4

I have a problem with the definition of probability density function (PDF).

Usually this concept is defined in terms of a given distribution function, while I would like to know if it is possible to define the concept in one shot (i.e. for both the discrete and continuous case) without passing through cdf.

Thus,...

... can we say that a PDF is any function $f : \mathbb{R} \to [0 ,1]$ that satisfies the following two basic requirements?

  1. $f \geq 0$,
  2. $\int f d \lambda = 1$, where $\lambda$ is the Lebesgue measure on $\mathbb{R}$.

If this is correct, does this definition encompass in one shot both the discrete and continuous case (thanks to the Lebesgue integration)?

I would say no, because condition (2) should be ill-defined for the discrete case, because it is based on the Lebesgue measure according to which every point has measure zero.

  • Is this last intuition correct (which implies that we need to explicitly add a third condition with summation instead of integration to deal with the discrete case), or my intuition is simply wrong?
  • If it is wrong, what am I missing?

As always, any feedback is enormously appreciated.
Thank you for your time.

Kolmin
  • 4,249
  • 3
    Any Lebesgue measurable function with those two properties defines some density, yes. Part of the advantage of passing through the CDF is that the CDF is unique but the PDF is not. – Ian Oct 12 '16 at 14:55
  • Thanks! Do you actually mean that it is not unique in the sense that it is unique up to a.e. equivalence classes? – Kolmin Oct 12 '16 at 14:59
  • Also, am I right in writing that condition (2) saves the day through Lebesgue integration? – Kolmin Oct 12 '16 at 15:00
  • @Ian: I just edited the question to emphasize some points that are still not clear to me. Thanks for any feedback (just in case)! :) – Kolmin Oct 12 '16 at 18:30
  • 2
    Continuous random variables are those that have PDFs. Discrete random variables have PMFs. You can unify the two using distribution theory if you really want. – Ian Oct 12 '16 at 18:32
  • 3
    What you're defining are called absolutely continuous probability measures. I think if you look up the measure theoretic theory of probability, you'll have a lot of your questions answered. Also, note that you can't take any function and integrate with respect to Lebesgue measure; it has to be measurable, of course. – Callus - Reinstate Monica Oct 12 '16 at 18:33
  • 1
    This definiton does not encompass both discrete and continuous. this is the definition of continuous RV. Test this definition for any of your favorite discrete distributions. – Ranc Oct 12 '16 at 18:36
  • @Ian: Thus, just to get the point straight, distribution theory is where I can find a definition of density function that is independent of distribution theory and unify the case of continuous and discrete r.v., right? – Kolmin Oct 12 '16 at 22:21
  • @Ranc:Thus, you are saying that I need indeed a third condition that deals with the specific case of discrete r.v., right? Would this make the job? – Kolmin Oct 12 '16 at 22:23
  • @Callus: Of course it has to be measureable.
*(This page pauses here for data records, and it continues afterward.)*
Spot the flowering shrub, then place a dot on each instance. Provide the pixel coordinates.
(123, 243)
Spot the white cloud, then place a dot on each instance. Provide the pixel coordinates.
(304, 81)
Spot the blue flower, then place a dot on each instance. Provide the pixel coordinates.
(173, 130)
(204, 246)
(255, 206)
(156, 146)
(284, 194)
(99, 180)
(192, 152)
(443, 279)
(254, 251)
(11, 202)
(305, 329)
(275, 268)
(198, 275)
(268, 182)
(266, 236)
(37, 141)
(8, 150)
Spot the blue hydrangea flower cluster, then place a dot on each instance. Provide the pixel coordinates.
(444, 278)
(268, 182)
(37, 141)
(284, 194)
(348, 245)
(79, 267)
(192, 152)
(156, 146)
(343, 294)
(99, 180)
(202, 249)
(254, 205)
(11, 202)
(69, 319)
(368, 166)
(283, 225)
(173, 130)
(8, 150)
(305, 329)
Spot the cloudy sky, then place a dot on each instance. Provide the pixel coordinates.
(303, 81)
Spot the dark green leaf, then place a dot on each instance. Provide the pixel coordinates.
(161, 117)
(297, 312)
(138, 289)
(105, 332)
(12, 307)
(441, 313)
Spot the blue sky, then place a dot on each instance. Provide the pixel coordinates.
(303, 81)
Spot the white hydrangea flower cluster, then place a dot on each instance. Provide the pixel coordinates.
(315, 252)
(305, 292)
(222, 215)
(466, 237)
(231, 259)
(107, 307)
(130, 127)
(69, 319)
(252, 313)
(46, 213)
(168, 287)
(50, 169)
Beyond that, when you refer to absolute continuity, are you implicitly referring to the representability in terms of density function of a distribution function? Because this is exactly what I don't want, that is a reference to distribution function to talk about density functions. Can we say basically that the take home lesson is that we need three conditions, where the third one deals with the discrete case of r.v.? – Kolmin Oct 12 '16 at 22:26
  • 2
    The kinds of variables that have classical densities are continuous random variables. These are better referred to as absolutely continuous random variables, although this terminology is rarely used in practice. This means that the CDF is absolutely continuous (as a real-valued function of a real variable). It also means that the pushforward measure, aka the law, of the random variable is absolutely continuous with respect to the Lebesgue measure. The latter is a definition of "continuous random variable" which strictly speaking does not involve the CDF. – Ian Oct 12 '16 at 22:31
  • 2
    (Cont.) Another such definition is the one that you gave prior to your edits. Anyway, by considering "densities" which are no longer functions, you can assign a "density" to any real-valued or vector-valued random variable. For example, for a discrete random variable the density is a linear combination of Dirac delta functions. But now the notion of "integration" is not really Lebesgue integration anymore. – Ian Oct 12 '16 at 22:31
  • 1
    @Ian Really thanks a lot for your comments: lot of food for thoughts. Thus, I have basically two comments. First, you write "The kinds of variables that have classical densities are continuous random variables". In a sense, my question is the following: when you write something like this (something that I do actually understand), what is the definition of density you have in mind? Is there a definition of density that is independent of distributions (i.e. something that looks like what I wrote)? – Kolmin Oct 13 '16 at 13:48
  • 1
    @Ian Second point is that I am not completely sure I follow your second comment: for example, what do you mean when you write that this is not the Lebesgue Integration anymore? Could you give me some references about the context/field you have in mind? – Kolmin Oct 13 '16 at 13:49
  • 1
  • A "classical" density is a nonnegative Lebesgue measurable function whose Lebesgue integral over the whole line (or $\mathbb{R}^n$) is $1$. So this is pretty much what you were writing before your edits (except that densities do not have to be bounded), and yes this makes sense without passing through the CDF.
  • – Ian Oct 13 '16 at 13:55
  • 1
  • We sometimes identify distributions (in the sense of distribution theory, not probability theory) which aren't functions as if they are functions. Certain types of such distributions, such as the Dirac delta or the weak derivative of the Cantor function, correspond to probability distributions, in which case we think of them as the "density" of such a distribution.
  • – Ian Oct 13 '16 at 13:55
  • @Ian Wow! I mean, really thanks a lot: I am really starting to see things! I Two other things, that are most probably related. (1) If what I wrote (with the exception of boundedness) is correct, this works only for continuous r.v., otherwise Lebesgue measure "kills" single point. Thus, what about discrete? Do we have to come up with another definition? Isn't it ugly? (2) Why not bounded? [wild guess: we allow value at infinity for single points, because at the end of the day we don't really care about them thanks to – again – the fact that Lebesgue measure kills them]. – Kolmin Oct 13 '16 at 14:13
  • 1
  • Yes, what you wrote is for continuous random variables. It doesn't directly extend to discrete random variables. It "formally" extends to discrete (and continuously singular, and mixed) random variables through the lens of distribution theory. 2. There are absolutely continuous functions with unbounded derivative, such as $\sqrt{x}$. The distribution with CDF $f(x)=\begin{cases} 0 & x<0 \ \sqrt{x} & x \in [0,1] \ 1 & x>1 \end{cases}$ is a continuous distribution but its density is not bounded.
  • – Ian Oct 13 '16 at 23:06